The American CCS education program was introduced at the beginning of 2006, and there are currently more than 1,550 CCS designates in the United States. There are now more than 2,300 CCS designates in Canada.

An integral element of the CCS designation is ongoing professional development. Every year, the individual holding the designation must undertake agreed training and professional development activities in order to fulfill the requirements for maintaining the designation.

Members of the CSCB received information regarding advocacy activities and technical and operational updates on a daily basis.

In addition, the CSCB is uniquely positioned to offer a range of professional development and training tools, including a range of courses, such as an "Introduction to Customs" as well as professional development modules covering Canadian Harmonized System of Tariff Classification, Understanding NAFTA, Valuation, Refunds, AMPS and Export Documentation and regulations.

Why are knowledgeable customs brokers vital to your business?

Traditionally, importers rely on customs brokers to manage customs clearance. But customs brokers have other roles to assist with your business in addition to working with you on security and compliance issues. Customs brokers are in the centre of trade transactions. They can help importers leverage customs information into a strategic advantage by turning this data into essential business intelligence. They can offer a growing range of specialized services to assist you in development of new business lines, exploration of new markets and ways to reduce costs.

Your customs broker can also provide invaluable guidance about changes in Customs regulations and programs that directly affect your business. For instance, implementation of Advance Commercial Information in air mode this year requires significant changes in the type of data your company provides and how it is transmitted to Customs.

Customs brokers are at centre of the international trade.

If your customs broker is a member of the Canadian Society of Customs Brokers (CSCB), they have benefit of the Society's longstanding involvement in issues concerning trade facilitation and security, as the CSCB acts as the Secretariat for the International Federation of Customs Brokers Associations (IFCBA). The IFCBA is close to discussions at the World Customs Organization about security and trade facilitation.

In June, 2005 the World Customs Organization introduced the SAFE Framework of Standards program. The Framework is an international initiative to secure and facilitate global trade. Based on co-operation between international customs authorities and international business, the Framework builds a structured platform to facilitate the movement of legitimate goods, while securing the trade supply chain. Companies meeting the WCO standards as secure traders are expected to have the advantage of expedited Customs processing and a minimum number of cargo security inspections, as well as numerous other benefits.

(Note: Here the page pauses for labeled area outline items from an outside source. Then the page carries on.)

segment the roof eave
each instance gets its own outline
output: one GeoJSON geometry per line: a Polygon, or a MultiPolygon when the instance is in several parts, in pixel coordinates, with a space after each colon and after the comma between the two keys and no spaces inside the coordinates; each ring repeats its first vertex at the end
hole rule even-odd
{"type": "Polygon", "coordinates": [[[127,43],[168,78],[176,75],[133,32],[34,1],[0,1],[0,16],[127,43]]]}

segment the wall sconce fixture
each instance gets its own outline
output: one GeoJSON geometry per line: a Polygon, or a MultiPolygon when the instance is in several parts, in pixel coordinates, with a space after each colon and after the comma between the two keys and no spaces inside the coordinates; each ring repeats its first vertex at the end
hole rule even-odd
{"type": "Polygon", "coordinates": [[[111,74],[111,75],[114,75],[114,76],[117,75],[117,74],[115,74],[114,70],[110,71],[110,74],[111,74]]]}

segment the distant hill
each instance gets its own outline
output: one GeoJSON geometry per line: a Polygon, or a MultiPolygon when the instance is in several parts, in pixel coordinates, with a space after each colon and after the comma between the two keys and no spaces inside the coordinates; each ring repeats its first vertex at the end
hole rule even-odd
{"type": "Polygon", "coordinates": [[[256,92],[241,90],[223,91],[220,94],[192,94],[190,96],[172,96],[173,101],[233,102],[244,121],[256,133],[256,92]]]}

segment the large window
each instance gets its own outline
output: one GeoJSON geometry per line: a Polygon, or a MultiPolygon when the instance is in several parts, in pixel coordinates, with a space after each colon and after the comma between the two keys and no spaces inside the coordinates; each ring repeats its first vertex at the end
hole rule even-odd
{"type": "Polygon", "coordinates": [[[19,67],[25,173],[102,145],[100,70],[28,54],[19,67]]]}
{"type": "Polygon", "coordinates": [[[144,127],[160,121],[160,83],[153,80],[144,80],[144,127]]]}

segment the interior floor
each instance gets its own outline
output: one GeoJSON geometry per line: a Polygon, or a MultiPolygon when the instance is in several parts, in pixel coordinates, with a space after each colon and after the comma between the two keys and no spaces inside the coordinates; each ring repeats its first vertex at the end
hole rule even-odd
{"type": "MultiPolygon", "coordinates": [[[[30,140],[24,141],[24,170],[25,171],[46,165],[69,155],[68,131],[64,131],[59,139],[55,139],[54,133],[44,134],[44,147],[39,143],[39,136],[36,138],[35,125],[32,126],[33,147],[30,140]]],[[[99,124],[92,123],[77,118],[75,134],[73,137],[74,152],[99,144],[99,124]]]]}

In March, 2006 the World Customs Organization convened the first meeting of the Private Sector Consultative Group (PSCG). This group, a collection of 30 companies and trade associations, have been chosen by the organization representing the world's customs administrations to provide them with advice on implementing the SAFE Framework of Standards. That Framework will form the basis for establishing national customs' standards for supply chain security around the world, and through the IFCBA, members of the CSCB are represented at the table.